Google on Wednesday threw open the doors of its Lenoir, N.C. data center to the public, posting a virtual tour of the facility on Street View.
Meanwhile, a detailed story about the facility by author Stephen Levy, who toured the data center by invitation, is running in Wired.
Add to that a new section on the Google website that contains photos from Google’s various data centers, and you’ve got a regular media campaign.
“This is clearly about getting … publicity that isn’t negative,” Randy Abrams, a research director at NSS Labs, told TechNewsWorld. “Google can’t possibly find enough avenues to attempt to show they’re not evil.”
Recently, Google has had to fend off regulatory heat from the European Commission and the U.S. Federal Trade Commission over the consolidation of its privacy policies.
Or perhaps Google “is trying to get people to open up the insides of their buildings for view and are using this as a way to drive that behavior,” Rob Enderle, principal analyst at the Enderle Group, speculated.
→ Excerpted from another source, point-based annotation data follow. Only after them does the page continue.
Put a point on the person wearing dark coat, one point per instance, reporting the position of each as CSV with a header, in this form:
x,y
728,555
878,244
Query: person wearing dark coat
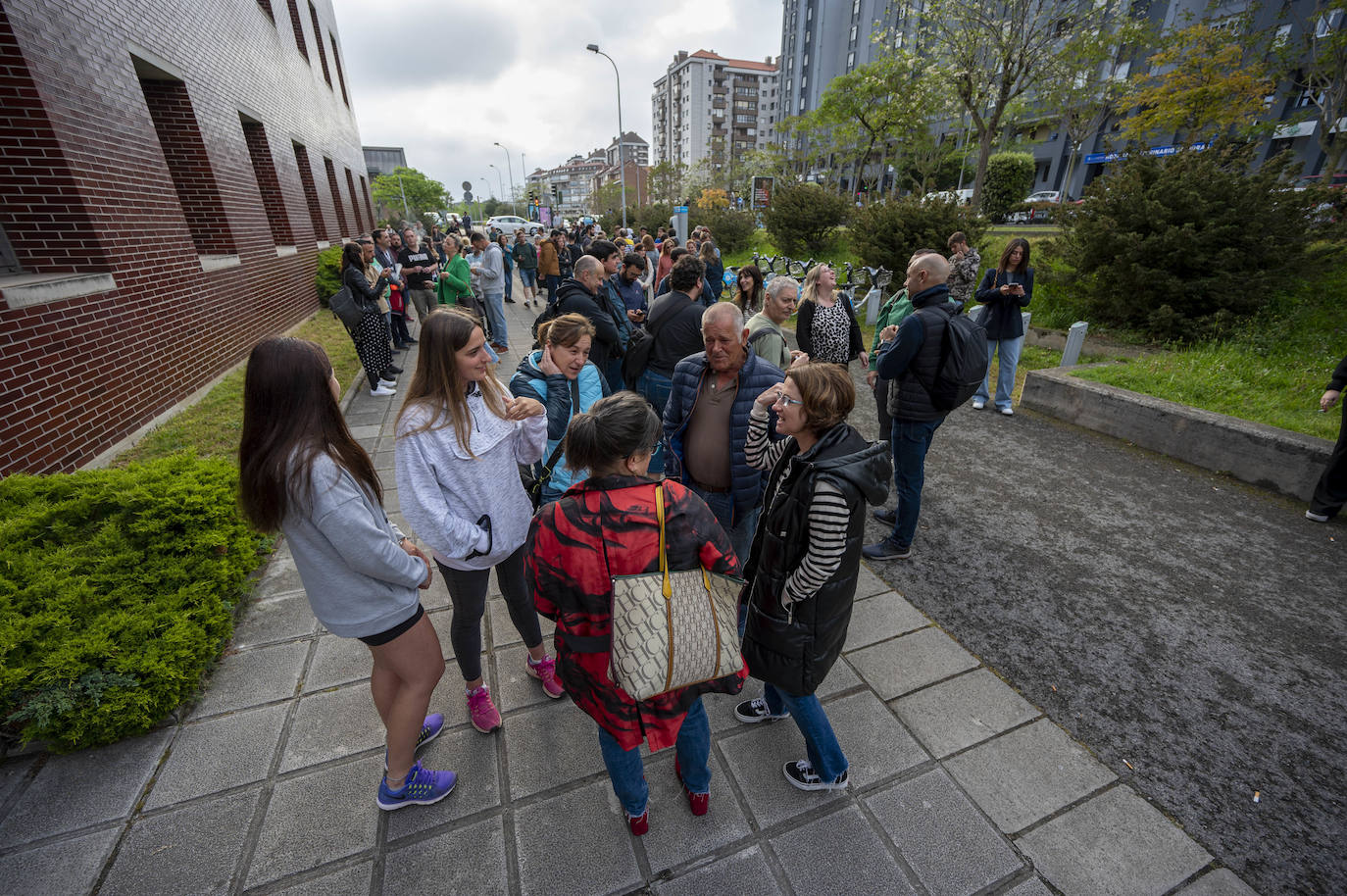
x,y
802,571
1331,490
The White House is among the buildings with their insides detailed in Google Maps Street View.
The Lenoir Data Center’s Innards
The Lenoir data center photos put up by Google could be that of any data center’s insides except perhaps for the scale.
You kick off with shots of the front door and the parking lot.
Once inside, apart from close-ups of cabinets and a step ladder, you might as well be walking through a new box store that’s just been set up and is waiting to be stocked. One shot has ceiling-to-floor blue curtains and a cage.
What About Security?
Google has always been highly aware, almost paranoid, about security. Back in March, Google reportedly built servers in the dark at a colocation host.
What has changed?
Some say Google’s trying to keep pace with Facebook and other companies, which have released information about their data centers to the public.
Or perhaps Google’s not really giving away any critical information.
“There are very few people who would even try to exploit the knowledge of where the data centers are, and those who would can probably obtain the information by other means,” NSS Labs’ Abrams pointed out.
“Google doesn’t have to change any practices, change any code, or demonstrate greater respect for their users by showing pictures of their data centers,” Abrams continued. “It’s all sizzle and no steak.”
The people at Google “have no problem with people seeing what’s inside some of these areas,” Enderle told TechNewsWorld. “Security is about physical access.” Further, Google “can make the inside look like anything they want, they don’t have to show what’s actually there.”
The Privacy Problem
The virtual tour “would help create the image that Google is just as open as they want us to be, regardless of the fact that they really aren’t,” Enderle stated. “One of their historic problems is that they are very private but don’t appear to believe that others need to be.”
That image of openness may well be needed — Google’s consolidation of its more than 70 privacy policies across all its products in March sparked outrage among privacy advocates, and led some users to state they’d cancel their Google accounts.
The EU now is reportedly demanding the company revise its privacy policy consolidation. The French data privacy regulator CNIL, which led the EU’s inquiry into this move, has given Google three or four months to change it or face litigation from multiple EU members.
Google responded that its privacy notices respect European law, a statement that John Simpson, Consumer Watchdog’s privacy project director, dismissed as Orwellian.
“Putting a data center on Street View is a gimmick,” Simpson told TechNewsWorld. “It doesn’t reveal anything meaningful about how Google does business. Google says it wants to organize the world’s information and make it more accessible but, when it comes to its own information and procedures, the company remains a black box.”
Consumer Watchdog, which opposes Google’s privacy policy consolidation, praised the EU’s move and called on the FTC to take action against Google.